Friday, November 03, 2006

Don't chain yourself to your install base.

When I worked at The Very Bad Place, we had an MFC application with an install base of several thousand users spread all over the U.S. It talked DCOM to our corporate servers to get its data. DCOM wasn't a completely insane decision at the time it was chosen -- there were far fewer remoting choices for Windows back then.

What was insane, however, was the admins not knowing enough about DCOM and TCP ports so that the company had to leave the DCOM servers sitting outside the firewalls.

I arrived at that scene back when SOAP was the new Golden Hammer. We probably could have handled most of their security issues with the SOAP-tunneled DCOM that COM+ offered, but that involved some strange inter-departmental politics, so the idea never took flight. They also had the IT departments from a lot of their customers planting the word SOAP in upper management's ears. Thus is the nature of Golden Hammers. So they hired me to put SOAP shims on the client and server so that most of the rest of the system still thought it was talking DCOM. It was all about Microsoft's SOAP toolkit back then.
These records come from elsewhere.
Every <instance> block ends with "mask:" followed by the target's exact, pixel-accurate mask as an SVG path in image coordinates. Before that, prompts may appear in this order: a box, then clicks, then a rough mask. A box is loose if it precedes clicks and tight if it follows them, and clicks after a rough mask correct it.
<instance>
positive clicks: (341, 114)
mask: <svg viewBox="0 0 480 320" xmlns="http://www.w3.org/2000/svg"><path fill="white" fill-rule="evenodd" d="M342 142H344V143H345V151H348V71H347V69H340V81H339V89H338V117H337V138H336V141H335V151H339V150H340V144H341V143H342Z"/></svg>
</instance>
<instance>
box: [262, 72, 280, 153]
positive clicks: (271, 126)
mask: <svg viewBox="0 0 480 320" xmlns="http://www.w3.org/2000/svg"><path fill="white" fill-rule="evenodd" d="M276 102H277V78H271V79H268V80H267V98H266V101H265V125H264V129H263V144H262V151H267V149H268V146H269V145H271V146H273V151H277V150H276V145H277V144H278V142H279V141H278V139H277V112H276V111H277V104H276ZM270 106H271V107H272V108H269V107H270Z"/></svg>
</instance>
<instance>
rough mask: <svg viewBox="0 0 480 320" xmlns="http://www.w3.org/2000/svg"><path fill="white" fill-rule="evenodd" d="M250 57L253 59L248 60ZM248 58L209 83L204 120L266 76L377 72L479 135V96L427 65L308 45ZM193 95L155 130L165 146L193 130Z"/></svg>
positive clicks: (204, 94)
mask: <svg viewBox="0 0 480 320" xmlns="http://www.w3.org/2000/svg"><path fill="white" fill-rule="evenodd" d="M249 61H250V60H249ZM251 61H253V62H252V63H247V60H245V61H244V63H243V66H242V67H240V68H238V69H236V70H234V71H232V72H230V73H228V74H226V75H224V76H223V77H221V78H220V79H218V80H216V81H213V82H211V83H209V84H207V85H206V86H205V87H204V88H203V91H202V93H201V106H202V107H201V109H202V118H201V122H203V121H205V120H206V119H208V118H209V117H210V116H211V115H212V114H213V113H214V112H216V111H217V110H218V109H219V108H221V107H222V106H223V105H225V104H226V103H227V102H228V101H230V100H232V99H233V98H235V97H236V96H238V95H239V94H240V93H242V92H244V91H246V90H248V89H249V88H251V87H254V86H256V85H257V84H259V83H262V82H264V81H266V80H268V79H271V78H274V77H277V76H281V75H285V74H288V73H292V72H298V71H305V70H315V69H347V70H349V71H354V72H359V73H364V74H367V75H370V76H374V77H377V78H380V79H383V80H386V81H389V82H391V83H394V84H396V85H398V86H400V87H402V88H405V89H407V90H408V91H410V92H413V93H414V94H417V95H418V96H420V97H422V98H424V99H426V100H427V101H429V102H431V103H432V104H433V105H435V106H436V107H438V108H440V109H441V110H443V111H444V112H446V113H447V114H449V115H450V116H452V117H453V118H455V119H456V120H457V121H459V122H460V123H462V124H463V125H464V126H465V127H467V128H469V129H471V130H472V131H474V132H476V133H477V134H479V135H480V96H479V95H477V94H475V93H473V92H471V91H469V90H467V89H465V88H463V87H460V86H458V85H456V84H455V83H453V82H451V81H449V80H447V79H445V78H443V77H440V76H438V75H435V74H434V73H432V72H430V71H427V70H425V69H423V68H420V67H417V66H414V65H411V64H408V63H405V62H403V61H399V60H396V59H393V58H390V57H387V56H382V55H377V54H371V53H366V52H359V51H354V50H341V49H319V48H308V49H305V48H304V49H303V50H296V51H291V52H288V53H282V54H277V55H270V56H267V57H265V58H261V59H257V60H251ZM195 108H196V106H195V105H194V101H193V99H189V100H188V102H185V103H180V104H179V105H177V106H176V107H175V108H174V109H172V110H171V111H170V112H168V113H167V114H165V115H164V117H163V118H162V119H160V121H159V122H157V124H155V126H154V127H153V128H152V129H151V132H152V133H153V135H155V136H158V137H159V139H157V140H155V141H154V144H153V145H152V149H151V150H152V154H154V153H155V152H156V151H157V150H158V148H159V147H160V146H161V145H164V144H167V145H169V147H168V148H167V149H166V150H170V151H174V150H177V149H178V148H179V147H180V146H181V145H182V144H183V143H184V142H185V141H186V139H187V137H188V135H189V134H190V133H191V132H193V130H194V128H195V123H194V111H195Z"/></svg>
The basics of tiered design had been abandoned for so long, that not only was the client sending raw SQL straight up to the server, it was even providing the name of the server and the database instance that the SQL should be thrown at.

So, basically, a horror show. But I get my SOAP shims implemented, we release a new version, thousands of clients install it, there was much rejoicing. Even a small performance boost because of a horrid on-server temp-file hack I was able to get rid of.

So all better, yah? No. Because roughly 80% of the install base upgraded. Leaving 20% of the install base still talking DCOM. Meaning that DCOM servers still had to sit with their arses in the wind asking to be hacked at.

And those SQL queries going across the line? It means we can't change our tables until every last client is gone. But we really need to change our tables because they're basically a mirror of a COBOL database, most some 50 columns wide, and it takes 6 hours for the nightly population script to run.

So these are the reasons most shops are so keen to go with web-based applications, and it certainly sounds like I just made a fine argument in favor of them. But we've been lost in this knee-jerk web-enablement world for so long, that I think most have forgotten how much easier it is to develop a thick client app. Besides the fact that they are a lot nicer. It's not the memory consumption anymore. Right now the two biggest memory consumers on my box are Firefox at 48MB, and IE at 40MB. (Sorry, Firefox, Task Manager doesn't lie, maybe it's all those silly plugins I installed.) Microsoft had to stop calling them thin clients. Right now Visual Studio is only taking up 36MB.

But AOL figured out another solution a long time ago, and Microsoft a little (okay, a lot) later. Automatic Updates. And that whole concept is built right into .Net smart clients. Security sandboxes, code verification and signing -- everything you'd want out of a web app without sucking. Gmail is really impressive, but I'll take Outlook, thankyouverymuch. Or Thunderbird.

If you're trying to reach a huge audience of previously anonymous customers, then a web app is obviously the right way to go. Amazon has to be a web app (and an impressive one it is at that, but if they wrote a thick client, I'd sure as hell give it a spin. You hear me, Amazon?). But what if you're just going to have a few thousand users? A few hundred? And they already have to register with you and write you a check? Do you think they enjoy waiting for the page to refresh?

Obviously, there would be a tremendous increase in time spent testing installers, and the upgrade process, and OS version compatibility, and yadda yadda yadda. But development time would go down by just as much, I would think. And developers cost more than testers and admins.

And .Net has done a lot for getting rid of the compatibility and library version issues that an MFC or VB app used to have.

Of course, my Linux brethren are hissing at me right now. And I say -- Mono!